Friedman's reports on our financial statements as of and for the fiscal years ended December 31, 2011 did not contain an adverse opinion or disclaimer of opinion and were not qualified or modified as to uncertainty, audit scope, or accounting principles.
During the fiscal years ended December 31, 2011 and 2010 and through the dismissal of Friedman on April 13, 2012, there were (1) no disagreements with Friedman on any matter of accounting principles or practices, financial statement disclosure, or auditing scope or procedures, which disagreements, if not resolved to the satisfaction of Friedman, would have caused Friedman to make reference to the subject matter of the disagreements in connection with its reports, and (2) no events of the type listed in paragraphs (A) through (D) of Item 304(a)(1)(v) of Regulation S-K.
We furnished Friedman with a copy of this disclosure on April 13, 2012, providing Friedman with the opportunity to furnish the Company with a letter addressed to the SEC stating whether it agrees with the statements made by us herein in response to Item 304(a) of Regulation S-K and, if not, stating the respect in which it does not agree.
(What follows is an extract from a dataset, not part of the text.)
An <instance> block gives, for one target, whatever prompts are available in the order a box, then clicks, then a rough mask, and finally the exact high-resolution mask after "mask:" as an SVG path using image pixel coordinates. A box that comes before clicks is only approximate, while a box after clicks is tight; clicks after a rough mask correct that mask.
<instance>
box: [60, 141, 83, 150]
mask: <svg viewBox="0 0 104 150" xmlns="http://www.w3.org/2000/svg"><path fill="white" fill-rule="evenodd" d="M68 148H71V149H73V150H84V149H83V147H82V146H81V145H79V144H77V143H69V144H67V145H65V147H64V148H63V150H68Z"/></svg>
We have received the requested letter from Friedman, and a copy of such letter is filed as Exhibit 16.1 to this current report on Form 8-K.
Engagement of New Independent Registered Public Accounting Firm
Concurrent with the decision to dismiss Friedman as our independent auditor, the Audit Committee appointed KCCW Accountancy Corp. ("KCCW") as our independent auditor.
Prior to engaging KCCW, neither the Company nor anyone acting on its behalf consulted KCCW with respect to (i) the application of accounting principles to a specified transaction, either completed or proposed, or the type of audit opinion that might be rendered on the Company's financial statements, and neither a written report was provided to the Company or oral advice was provided that EFP concluded was an important factor considered by the Company in reaching a decision as to the accounting, auditing or financial reporting issue; or (ii) any matter that was the subject of a disagreement or reportable events set forth in Item 304(a)(1)(iv) and (v), respectively, of Regulation S-K.